Впрочем, как известно, о самом нам близком мы стараемся не распространяться. Вот и я не стал говорить им, что Ваша жизнь, какой я ее себе представляю, вселяет в меня гордость, что Ваша борьба вдохновляет меня, — я имею в виду не заурядные жизненные коллизии, но истинные баталии, которые давались и выигрывались в Ваших произведениях. Я не стал говорить им, как Ваша неукротимая решимость исторгнуть тайну из жизни воодушевляла меня, как Вы одиноко и упрямо шли по жизни, освещенный внутренним героизмом, совершенно пренебрегая общепринятыми канонами искусства, пренебрегая устоявшимися предрассудками. Обо всем этом я могу говорить только с Вами. Ваш жизненный путь приближается к завершению. Вы стоите на пороге вечного молчания. Свет меркнет. Многие пишут об этом, но они не знают, о чем пишут. Вы были первым на этом пути, но прошли его весь, сколько могли, вплоть до духовной истины финала «Йуна Габриэля Боркмана»; впрочем, последняя Ваша пьеса, насколько я могу судить, стоит особняком. Но я уверен, высшая, самая святая истина — впереди.

Как представитель молодого поколения, к которому Вы обращались, я приветствую Вас, и не униженно, как приветствует никому не ведомый автор писателя, пользующегося всемирной славой, не с грустью, как приветствует молодой человек старика, не самонадеянно и не сентиментально, нет, — я приветствую Вас радостно, с надеждой и любовью.

Норе Барнакль

1904 год, Дублин

Моя дорогая Нора <…>. Я очень расстроен.
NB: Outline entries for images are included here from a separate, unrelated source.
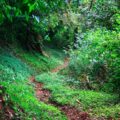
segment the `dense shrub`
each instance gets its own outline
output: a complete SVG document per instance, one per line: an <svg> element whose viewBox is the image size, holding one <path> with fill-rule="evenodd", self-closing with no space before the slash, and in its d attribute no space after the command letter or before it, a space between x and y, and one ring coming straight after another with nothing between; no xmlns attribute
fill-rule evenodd
<svg viewBox="0 0 120 120"><path fill-rule="evenodd" d="M80 47L72 53L70 62L74 75L101 85L108 83L111 91L119 91L120 33L103 28L90 30L82 38L78 35L78 43Z"/></svg>

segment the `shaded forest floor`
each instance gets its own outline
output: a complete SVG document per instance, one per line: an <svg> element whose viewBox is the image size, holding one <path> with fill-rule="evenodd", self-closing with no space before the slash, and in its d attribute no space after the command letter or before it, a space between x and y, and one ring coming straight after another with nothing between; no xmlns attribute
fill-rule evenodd
<svg viewBox="0 0 120 120"><path fill-rule="evenodd" d="M69 86L72 78L60 73L69 65L63 52L0 52L1 120L119 120L117 95Z"/></svg>

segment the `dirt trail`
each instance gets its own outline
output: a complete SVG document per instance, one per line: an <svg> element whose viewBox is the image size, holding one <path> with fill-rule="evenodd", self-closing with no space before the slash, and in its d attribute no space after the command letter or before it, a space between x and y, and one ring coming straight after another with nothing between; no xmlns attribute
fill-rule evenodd
<svg viewBox="0 0 120 120"><path fill-rule="evenodd" d="M30 78L30 81L35 84L35 92L37 99L59 108L67 116L68 120L90 120L90 116L87 112L81 112L75 107L69 105L62 106L60 104L50 101L50 91L45 90L42 83L36 82L34 76Z"/></svg>
<svg viewBox="0 0 120 120"><path fill-rule="evenodd" d="M60 70L66 68L68 66L68 63L69 63L69 59L65 58L64 64L53 69L51 72L52 73L59 72ZM90 116L87 112L81 112L75 107L69 105L62 106L60 104L50 101L50 97L51 97L50 91L45 90L43 88L44 85L42 83L37 82L34 76L30 78L30 81L35 84L35 92L37 99L43 101L44 103L59 108L67 116L68 120L90 120Z"/></svg>

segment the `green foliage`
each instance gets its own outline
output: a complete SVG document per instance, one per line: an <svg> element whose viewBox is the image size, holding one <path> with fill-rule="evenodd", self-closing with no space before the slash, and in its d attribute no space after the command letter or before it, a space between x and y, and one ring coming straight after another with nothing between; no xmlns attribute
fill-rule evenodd
<svg viewBox="0 0 120 120"><path fill-rule="evenodd" d="M1 82L0 84L6 88L7 103L14 104L13 109L18 114L20 119L32 120L66 120L66 117L61 112L50 105L39 102L33 92L33 87L30 86L29 81L16 81L16 82ZM20 93L20 94L18 94ZM24 112L21 111L24 110Z"/></svg>
<svg viewBox="0 0 120 120"><path fill-rule="evenodd" d="M105 29L88 31L82 39L79 36L80 48L71 53L70 68L74 75L80 81L84 75L100 84L113 83L109 84L113 85L111 91L119 91L119 41L119 32Z"/></svg>
<svg viewBox="0 0 120 120"><path fill-rule="evenodd" d="M33 71L12 53L0 50L0 81L24 80Z"/></svg>
<svg viewBox="0 0 120 120"><path fill-rule="evenodd" d="M37 72L51 71L55 67L63 64L64 53L61 50L54 50L52 48L45 48L46 56L39 53L29 53L23 50L16 52L19 57L29 64Z"/></svg>
<svg viewBox="0 0 120 120"><path fill-rule="evenodd" d="M76 106L78 109L87 110L92 108L92 114L96 114L96 110L101 108L106 109L107 106L109 106L111 109L109 110L109 115L112 113L112 115L115 117L115 115L118 114L119 108L117 109L116 107L112 107L112 105L114 105L114 103L118 100L117 95L106 94L104 92L72 89L66 83L68 78L53 73L44 73L38 75L36 79L38 82L44 83L45 89L51 91L51 101L62 105L67 104ZM114 108L116 111L112 111ZM104 111L99 113L98 116L103 114L105 116L105 109L103 109Z"/></svg>

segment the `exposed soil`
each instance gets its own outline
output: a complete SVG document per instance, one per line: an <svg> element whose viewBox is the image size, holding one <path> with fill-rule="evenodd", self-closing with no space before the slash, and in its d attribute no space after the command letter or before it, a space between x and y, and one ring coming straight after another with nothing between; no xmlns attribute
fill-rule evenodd
<svg viewBox="0 0 120 120"><path fill-rule="evenodd" d="M36 97L38 100L59 108L67 116L68 120L90 120L90 116L87 112L81 112L75 107L68 105L62 106L50 101L50 91L45 90L42 83L36 82L35 77L31 77L30 81L35 84Z"/></svg>
<svg viewBox="0 0 120 120"><path fill-rule="evenodd" d="M2 90L2 88L0 88ZM15 116L14 110L9 106L9 104L5 104L4 95L0 95L0 120L11 120Z"/></svg>

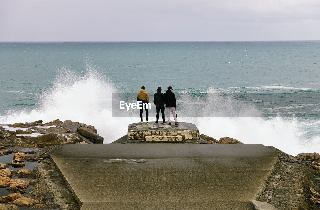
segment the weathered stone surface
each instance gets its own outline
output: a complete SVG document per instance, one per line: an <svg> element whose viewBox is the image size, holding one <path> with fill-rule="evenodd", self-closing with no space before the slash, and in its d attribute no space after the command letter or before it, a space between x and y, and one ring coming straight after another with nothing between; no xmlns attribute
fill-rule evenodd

Прости меня за это жуткое перо и ужасную бумагу.

Я, наверное, огорчил тебя сегодня вечером тем, что говорил, но должна же ты в самом деле знать мое мнение по большинству вопросов. Мой ум отвергает все существующее социальное устройство и христианство; мне в равной мере претят моя семья, принятые добродетели, социальная иерархия и религиозные доктрины. Как, посуди сама, могу я любить свою семью, заурядные мещанские устои которой были подорваны пагубными привычками транжиры-отца, мною унаследованными. Теперь я понимаю, что мою мать медленно убивало дурное обращение отца, годы нужды, мой откровенный цинизм. Я смотрел на ее лицо, когда она лежала в гробу, — серое, изможденное от рака лицо, — и думал, что передо мной лицо жертвы, и я проклинал ту систему, которая сделала из нее жертву. Нас было семнадцать человек в семье. Но мои братья и сестры — ничто для меня. Только один брат {679} способен меня понять.